1.4 Structure of a Compiler

There are two major parts of a compiler: 1. Front End 2. Back End

Structure of a compiler

Figure 1.2: Structure of a compiler

The responsibility of the front end is to make sure that source program is error free. So, in case of an error it is its responsibility to inform the programmer about the error and pin point the location of the error. If there are no errors in the source code, front end converts the source code in an intermediate representation (IR).

Intermediate representation is usually a low level language. More on it later.

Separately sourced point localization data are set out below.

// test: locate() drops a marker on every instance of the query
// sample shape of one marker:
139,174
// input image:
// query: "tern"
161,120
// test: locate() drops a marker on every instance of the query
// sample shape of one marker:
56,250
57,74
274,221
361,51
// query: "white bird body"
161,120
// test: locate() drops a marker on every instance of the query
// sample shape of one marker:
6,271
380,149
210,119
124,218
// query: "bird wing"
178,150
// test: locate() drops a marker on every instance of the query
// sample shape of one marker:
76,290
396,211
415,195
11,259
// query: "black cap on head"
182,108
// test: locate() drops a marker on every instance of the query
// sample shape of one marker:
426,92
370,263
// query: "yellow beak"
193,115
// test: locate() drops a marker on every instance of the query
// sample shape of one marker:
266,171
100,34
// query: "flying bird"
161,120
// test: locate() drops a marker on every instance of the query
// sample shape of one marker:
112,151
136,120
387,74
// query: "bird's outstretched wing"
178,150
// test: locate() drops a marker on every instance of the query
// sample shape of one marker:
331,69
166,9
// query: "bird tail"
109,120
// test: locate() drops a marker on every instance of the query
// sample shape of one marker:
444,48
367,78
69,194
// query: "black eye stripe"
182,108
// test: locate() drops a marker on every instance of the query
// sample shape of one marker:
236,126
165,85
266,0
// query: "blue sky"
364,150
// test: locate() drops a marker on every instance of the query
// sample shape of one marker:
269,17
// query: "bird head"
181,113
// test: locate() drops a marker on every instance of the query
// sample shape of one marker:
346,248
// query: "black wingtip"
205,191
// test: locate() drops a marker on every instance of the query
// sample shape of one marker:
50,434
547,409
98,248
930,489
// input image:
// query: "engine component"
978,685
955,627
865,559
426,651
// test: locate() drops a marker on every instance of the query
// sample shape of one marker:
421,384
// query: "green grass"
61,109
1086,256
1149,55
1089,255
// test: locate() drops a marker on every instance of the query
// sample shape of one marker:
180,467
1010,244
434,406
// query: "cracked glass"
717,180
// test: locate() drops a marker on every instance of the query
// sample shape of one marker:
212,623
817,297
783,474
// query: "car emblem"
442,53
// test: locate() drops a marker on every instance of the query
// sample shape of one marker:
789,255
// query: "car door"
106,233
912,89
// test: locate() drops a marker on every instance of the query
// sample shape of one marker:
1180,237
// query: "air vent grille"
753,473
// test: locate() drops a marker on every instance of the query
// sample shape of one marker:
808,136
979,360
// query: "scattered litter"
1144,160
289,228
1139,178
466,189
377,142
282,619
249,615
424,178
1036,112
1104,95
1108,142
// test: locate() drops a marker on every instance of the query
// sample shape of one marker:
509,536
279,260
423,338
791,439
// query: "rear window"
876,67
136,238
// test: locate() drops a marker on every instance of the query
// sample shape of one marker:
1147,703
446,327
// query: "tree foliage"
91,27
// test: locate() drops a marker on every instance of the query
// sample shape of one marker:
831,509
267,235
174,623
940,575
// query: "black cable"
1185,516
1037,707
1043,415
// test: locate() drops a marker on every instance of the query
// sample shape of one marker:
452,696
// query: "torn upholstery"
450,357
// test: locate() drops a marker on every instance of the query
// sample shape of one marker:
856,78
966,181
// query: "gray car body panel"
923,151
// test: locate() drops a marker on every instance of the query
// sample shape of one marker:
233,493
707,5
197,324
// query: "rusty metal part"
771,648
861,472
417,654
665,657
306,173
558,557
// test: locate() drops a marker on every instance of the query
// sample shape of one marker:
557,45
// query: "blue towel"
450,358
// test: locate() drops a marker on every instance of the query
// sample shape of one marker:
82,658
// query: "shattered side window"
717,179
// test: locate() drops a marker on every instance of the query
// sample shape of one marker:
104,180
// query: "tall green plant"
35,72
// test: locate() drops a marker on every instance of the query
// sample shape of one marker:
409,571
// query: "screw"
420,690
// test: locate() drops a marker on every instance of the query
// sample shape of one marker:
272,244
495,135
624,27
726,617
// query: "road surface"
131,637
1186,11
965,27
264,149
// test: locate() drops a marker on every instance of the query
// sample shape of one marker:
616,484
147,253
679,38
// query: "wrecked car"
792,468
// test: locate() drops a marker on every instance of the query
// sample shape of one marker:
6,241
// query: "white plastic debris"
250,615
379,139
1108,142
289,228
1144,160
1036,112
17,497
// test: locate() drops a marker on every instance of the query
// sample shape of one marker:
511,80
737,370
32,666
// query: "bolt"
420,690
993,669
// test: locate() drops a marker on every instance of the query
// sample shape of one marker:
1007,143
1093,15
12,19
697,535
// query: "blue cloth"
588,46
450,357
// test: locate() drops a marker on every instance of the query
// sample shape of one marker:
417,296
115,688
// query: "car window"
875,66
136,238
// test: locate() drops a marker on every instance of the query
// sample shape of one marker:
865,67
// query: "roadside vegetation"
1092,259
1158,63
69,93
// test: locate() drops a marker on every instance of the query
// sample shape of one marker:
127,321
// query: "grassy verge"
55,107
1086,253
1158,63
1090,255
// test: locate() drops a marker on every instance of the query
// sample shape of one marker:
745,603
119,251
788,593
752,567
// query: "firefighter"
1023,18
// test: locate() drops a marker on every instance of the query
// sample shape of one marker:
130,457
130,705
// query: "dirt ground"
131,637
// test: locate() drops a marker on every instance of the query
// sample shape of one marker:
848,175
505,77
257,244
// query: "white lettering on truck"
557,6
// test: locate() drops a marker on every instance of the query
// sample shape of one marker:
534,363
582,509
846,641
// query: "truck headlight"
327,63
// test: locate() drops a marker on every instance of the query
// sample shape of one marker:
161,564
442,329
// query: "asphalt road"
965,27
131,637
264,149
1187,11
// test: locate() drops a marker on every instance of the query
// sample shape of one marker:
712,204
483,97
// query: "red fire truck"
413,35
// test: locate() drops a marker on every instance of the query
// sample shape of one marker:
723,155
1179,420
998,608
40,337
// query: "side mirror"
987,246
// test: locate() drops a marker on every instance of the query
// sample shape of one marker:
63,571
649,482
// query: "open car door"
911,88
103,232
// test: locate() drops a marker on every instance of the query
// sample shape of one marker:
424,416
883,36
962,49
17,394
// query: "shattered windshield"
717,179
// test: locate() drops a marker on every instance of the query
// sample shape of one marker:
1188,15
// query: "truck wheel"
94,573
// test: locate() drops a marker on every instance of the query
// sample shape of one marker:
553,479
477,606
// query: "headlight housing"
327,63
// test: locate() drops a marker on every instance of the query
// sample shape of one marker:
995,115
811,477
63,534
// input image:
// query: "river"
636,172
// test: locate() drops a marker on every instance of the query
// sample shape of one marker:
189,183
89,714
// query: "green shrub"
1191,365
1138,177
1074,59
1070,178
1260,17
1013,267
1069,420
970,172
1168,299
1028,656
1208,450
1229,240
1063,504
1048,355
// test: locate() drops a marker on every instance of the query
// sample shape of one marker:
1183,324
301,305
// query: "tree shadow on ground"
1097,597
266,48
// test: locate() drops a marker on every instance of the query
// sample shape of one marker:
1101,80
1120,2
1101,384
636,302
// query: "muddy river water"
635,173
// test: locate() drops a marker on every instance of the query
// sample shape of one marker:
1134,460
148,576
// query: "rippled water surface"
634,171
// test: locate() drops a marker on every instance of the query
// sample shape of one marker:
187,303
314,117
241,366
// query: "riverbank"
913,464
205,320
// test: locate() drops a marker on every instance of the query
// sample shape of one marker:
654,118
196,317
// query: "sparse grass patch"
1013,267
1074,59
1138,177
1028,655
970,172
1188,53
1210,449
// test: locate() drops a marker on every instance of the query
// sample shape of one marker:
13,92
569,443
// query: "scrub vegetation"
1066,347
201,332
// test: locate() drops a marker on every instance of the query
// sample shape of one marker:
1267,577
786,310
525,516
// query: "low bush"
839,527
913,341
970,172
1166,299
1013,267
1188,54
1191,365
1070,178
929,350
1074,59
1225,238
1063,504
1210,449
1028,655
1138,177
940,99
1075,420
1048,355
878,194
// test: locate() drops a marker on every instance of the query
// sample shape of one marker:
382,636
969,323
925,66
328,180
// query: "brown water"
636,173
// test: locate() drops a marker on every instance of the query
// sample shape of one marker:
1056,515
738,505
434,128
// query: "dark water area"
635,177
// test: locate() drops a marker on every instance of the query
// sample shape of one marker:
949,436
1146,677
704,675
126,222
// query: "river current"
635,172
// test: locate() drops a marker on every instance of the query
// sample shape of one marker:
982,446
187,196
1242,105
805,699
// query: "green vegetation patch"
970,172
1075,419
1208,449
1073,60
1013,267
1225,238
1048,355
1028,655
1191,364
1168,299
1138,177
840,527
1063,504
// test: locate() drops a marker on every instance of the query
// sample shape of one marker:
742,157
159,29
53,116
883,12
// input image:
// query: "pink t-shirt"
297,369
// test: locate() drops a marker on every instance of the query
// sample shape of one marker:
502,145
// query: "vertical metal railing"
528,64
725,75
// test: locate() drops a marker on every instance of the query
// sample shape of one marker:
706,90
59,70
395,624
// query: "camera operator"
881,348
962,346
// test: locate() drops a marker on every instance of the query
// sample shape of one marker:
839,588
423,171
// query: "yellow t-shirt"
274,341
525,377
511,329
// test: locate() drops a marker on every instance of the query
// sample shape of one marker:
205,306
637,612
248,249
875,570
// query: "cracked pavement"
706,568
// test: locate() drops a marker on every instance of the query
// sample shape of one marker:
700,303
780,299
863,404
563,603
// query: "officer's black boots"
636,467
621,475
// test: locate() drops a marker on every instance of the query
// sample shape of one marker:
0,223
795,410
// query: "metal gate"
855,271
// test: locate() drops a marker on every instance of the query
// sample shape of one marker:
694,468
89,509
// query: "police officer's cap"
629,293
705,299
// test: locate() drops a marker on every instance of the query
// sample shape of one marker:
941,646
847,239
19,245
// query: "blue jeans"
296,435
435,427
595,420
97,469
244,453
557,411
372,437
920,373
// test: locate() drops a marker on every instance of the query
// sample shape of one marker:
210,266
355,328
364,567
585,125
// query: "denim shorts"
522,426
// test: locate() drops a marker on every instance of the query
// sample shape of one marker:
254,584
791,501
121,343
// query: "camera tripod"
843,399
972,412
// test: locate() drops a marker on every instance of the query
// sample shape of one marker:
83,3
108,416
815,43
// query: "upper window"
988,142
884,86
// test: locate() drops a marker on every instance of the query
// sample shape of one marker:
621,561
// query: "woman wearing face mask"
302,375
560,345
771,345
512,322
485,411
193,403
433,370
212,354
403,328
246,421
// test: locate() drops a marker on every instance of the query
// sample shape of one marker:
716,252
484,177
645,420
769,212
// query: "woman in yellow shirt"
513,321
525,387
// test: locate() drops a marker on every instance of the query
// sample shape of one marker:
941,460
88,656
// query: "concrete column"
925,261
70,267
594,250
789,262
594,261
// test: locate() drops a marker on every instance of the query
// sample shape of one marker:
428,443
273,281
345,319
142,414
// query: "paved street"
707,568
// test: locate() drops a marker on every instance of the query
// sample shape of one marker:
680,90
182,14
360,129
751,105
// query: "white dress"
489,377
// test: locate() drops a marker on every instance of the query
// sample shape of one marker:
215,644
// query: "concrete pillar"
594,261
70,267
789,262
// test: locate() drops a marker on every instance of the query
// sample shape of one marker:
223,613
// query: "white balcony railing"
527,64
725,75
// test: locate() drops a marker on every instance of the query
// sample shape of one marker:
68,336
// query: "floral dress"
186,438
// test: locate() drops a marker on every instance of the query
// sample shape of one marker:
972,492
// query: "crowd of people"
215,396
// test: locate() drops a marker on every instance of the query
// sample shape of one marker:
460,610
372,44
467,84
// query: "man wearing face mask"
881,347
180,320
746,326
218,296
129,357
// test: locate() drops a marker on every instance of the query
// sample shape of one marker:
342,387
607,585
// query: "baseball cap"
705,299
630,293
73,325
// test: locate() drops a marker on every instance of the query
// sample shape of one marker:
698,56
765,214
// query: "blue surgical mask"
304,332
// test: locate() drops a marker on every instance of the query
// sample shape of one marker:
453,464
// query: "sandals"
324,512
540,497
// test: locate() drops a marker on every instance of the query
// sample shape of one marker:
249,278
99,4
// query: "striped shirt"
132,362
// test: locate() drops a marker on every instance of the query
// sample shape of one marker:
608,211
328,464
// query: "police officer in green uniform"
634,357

Back end works on the intermediate language code and tries to optimize it for performance. After optimization it generates the executable code that can be executed by the host machine.

1.5 Stages of Compilation

Following are the five main stages of compilation:

  1. Lexical Analysis
  2. Syntax Analysis
  3. Semantic Analysis
  4. Code Optimization
  5. Code Generation

First three of these are the analysis phase of compilation and are collectively called Front End. Last two of them are the synthesis phase and are collectively called Back End.

Stages of a Compiler

Figure 1.3: Stages of a Compiler

1.5.1 Lexical Analysis

The job of lexical analyzer is to read the source program, character by character, and converts it into tokens. A token is a minimal unit defined by a language.

Lexical Analysis

Figure 1.4: Lexical Analysis

The other names used for a lexical analyzer are tokenizer and scanner.

1.5.2 Syntax Analysis

As is evident from its name, its responsibility is to check the syntax of the source program and verify that it follows the rules prescribed by the grammar. It demands tokens from the lexical analyzer and then constructs a tree usually called abstract syntax tree as an output if there is no syntax error in the code.
Syntax Analysis

Figure 1.5: Syntax Analysis

1.5.3 Semantic Analysis

Its job is to look for semantic errors in the program. Semantic errors are errors like using a variable without declaring it or type mismatch errors in expressions. If the code is error free, it is converted into an intermediate representation.

1.5.4 Code Optimization

It looks for opportunities to improve the efficiency of the code. The efficiency can be measures both in terms of the time and memory. This is the most research intensive phase and a lot of researchers work on finding these optimization opportunities. Removing the dead / unreachable code is an example of one such optimization.

1.5.5 Code Generation

Its role is to convert the optimized intermediate level code to the executable code. Some of its tasks are register allocation and instruction scheduling.